From: Theodore H. Smith (delete@elfdata.com)
Date: Fri Dec 10 2004 - 15:07:16 CST
> Philippe,
>
>> Also a broken opening tag for HTML/XML documents
>
> In addition to not having endian problems UTF-8 is also useful when
> tracing
> intersystem communications data because XML and other tags are usually
> in
> the ASCII subset of UTF-8 and stand out making it easier to find the
> specific data you are looking for.
That was the whole point of my original thread.
What you say is simply not true. You can process UTF-8 as bytes. Using
your approach, even UTF16 needs multiple codepoints to be treated as a
character, because of decomposed characters.
But with most tasks (but not all), you can treat Unicode as bytes,
using UTF-8.
I've done this extensively, and it works just fine.
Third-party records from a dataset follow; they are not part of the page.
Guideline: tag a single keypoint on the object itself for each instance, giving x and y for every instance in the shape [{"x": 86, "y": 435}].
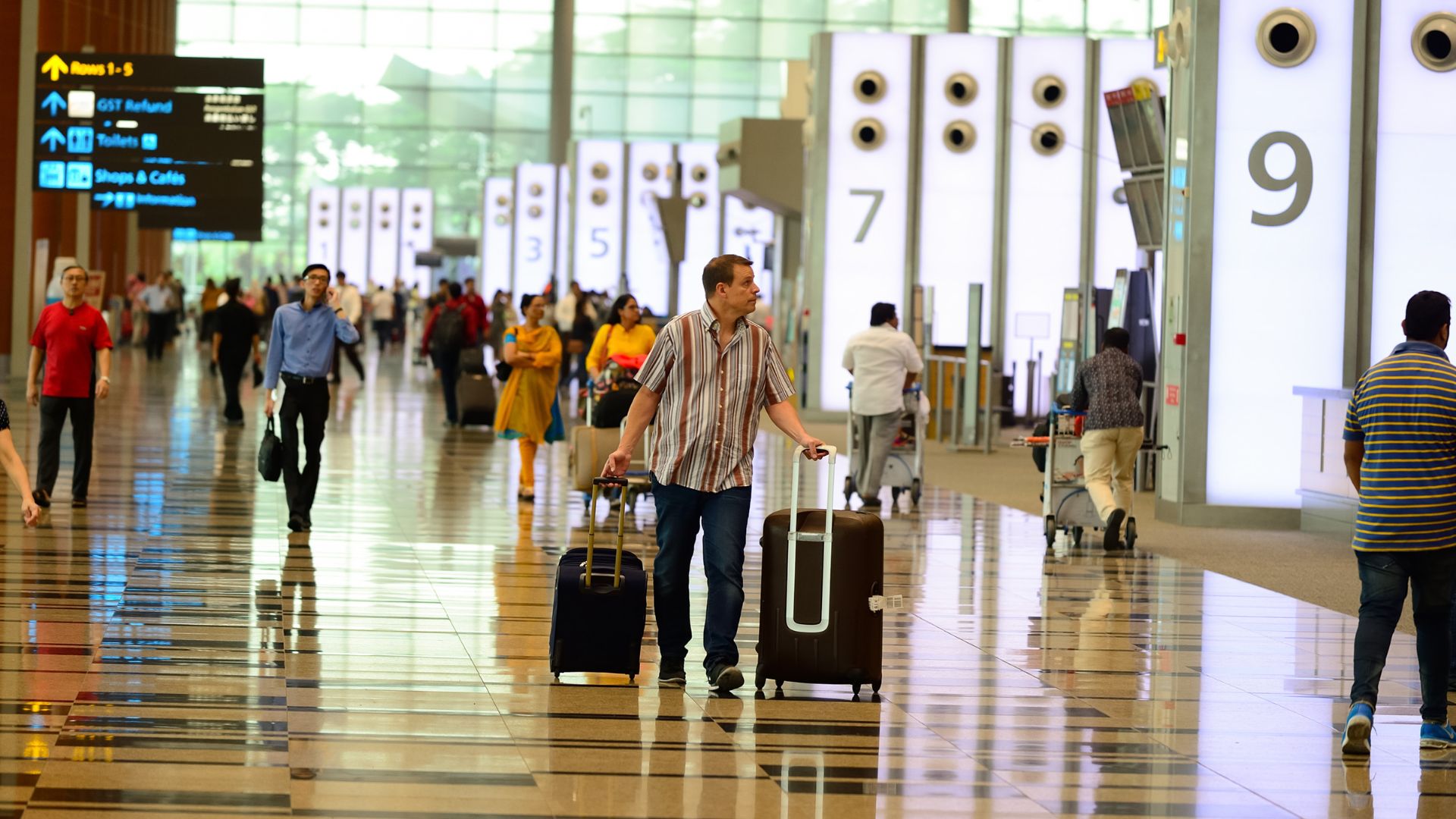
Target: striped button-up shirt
[{"x": 708, "y": 417}]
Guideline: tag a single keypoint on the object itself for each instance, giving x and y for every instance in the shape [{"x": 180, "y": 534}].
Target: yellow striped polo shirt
[{"x": 1404, "y": 410}]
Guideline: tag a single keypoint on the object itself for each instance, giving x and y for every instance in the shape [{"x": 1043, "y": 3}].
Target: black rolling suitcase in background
[
  {"x": 601, "y": 608},
  {"x": 475, "y": 400},
  {"x": 823, "y": 594}
]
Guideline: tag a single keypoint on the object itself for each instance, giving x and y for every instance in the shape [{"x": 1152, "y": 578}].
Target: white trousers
[{"x": 1109, "y": 458}]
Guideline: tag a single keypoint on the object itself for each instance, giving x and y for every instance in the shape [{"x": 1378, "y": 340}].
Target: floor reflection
[{"x": 172, "y": 651}]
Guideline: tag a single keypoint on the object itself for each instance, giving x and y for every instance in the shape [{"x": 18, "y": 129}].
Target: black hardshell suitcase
[
  {"x": 823, "y": 594},
  {"x": 601, "y": 607},
  {"x": 475, "y": 400}
]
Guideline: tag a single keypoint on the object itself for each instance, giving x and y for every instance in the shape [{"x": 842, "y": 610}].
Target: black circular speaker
[
  {"x": 1049, "y": 91},
  {"x": 1286, "y": 38},
  {"x": 1432, "y": 41},
  {"x": 962, "y": 89},
  {"x": 868, "y": 133},
  {"x": 959, "y": 136},
  {"x": 870, "y": 86},
  {"x": 1047, "y": 139}
]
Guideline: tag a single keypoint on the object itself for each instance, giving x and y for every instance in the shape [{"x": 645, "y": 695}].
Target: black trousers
[
  {"x": 354, "y": 357},
  {"x": 232, "y": 372},
  {"x": 83, "y": 422},
  {"x": 159, "y": 331},
  {"x": 310, "y": 403},
  {"x": 449, "y": 366}
]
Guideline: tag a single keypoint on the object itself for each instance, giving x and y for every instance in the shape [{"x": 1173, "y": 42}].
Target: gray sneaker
[
  {"x": 670, "y": 673},
  {"x": 724, "y": 678}
]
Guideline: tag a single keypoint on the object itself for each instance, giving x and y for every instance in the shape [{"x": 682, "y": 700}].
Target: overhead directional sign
[
  {"x": 146, "y": 71},
  {"x": 190, "y": 161}
]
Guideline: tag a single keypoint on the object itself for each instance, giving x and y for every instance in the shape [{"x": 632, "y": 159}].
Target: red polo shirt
[{"x": 71, "y": 340}]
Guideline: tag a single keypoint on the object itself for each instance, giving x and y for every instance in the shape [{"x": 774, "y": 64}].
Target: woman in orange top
[
  {"x": 528, "y": 410},
  {"x": 622, "y": 335}
]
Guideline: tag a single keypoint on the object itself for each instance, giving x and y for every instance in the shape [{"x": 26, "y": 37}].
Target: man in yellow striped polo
[{"x": 1401, "y": 458}]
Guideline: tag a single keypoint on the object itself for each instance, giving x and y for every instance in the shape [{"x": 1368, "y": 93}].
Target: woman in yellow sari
[{"x": 528, "y": 410}]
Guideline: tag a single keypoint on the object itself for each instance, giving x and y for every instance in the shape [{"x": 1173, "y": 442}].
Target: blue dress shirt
[{"x": 302, "y": 343}]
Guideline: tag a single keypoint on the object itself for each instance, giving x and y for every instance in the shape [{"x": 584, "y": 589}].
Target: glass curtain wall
[
  {"x": 436, "y": 93},
  {"x": 447, "y": 93}
]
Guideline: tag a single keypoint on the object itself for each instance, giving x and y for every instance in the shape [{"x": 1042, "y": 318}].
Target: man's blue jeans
[
  {"x": 724, "y": 519},
  {"x": 1383, "y": 577}
]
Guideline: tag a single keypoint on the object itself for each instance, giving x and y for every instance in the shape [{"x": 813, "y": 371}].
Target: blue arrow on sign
[{"x": 53, "y": 139}]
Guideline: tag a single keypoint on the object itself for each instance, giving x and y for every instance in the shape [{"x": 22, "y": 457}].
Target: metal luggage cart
[
  {"x": 1065, "y": 502},
  {"x": 639, "y": 469},
  {"x": 905, "y": 468}
]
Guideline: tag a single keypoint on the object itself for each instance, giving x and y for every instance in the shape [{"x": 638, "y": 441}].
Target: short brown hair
[{"x": 721, "y": 270}]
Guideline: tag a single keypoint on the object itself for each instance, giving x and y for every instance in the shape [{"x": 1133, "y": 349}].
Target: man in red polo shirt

The reason I repeat this, is because even people like me (who are able
to understand) could be confused, if they receive the wrong information
and none of the right information.
If someone who was able to understand UTF-8 got both the right and
wrong information, they'd be able to make up their own mind. But if
they just got the wrong information, they could be mislead, as I was.
Which is why I'm repeating that you can treat UTF-8 as bytes, most of
the time, and it works just perfectly.
-- Theodore H. Smith - Software Developer - www.elfdata.com/plugin/ Industrial strength string processing code, made easy. (If you believe that's an oxymoron, see for yourself.)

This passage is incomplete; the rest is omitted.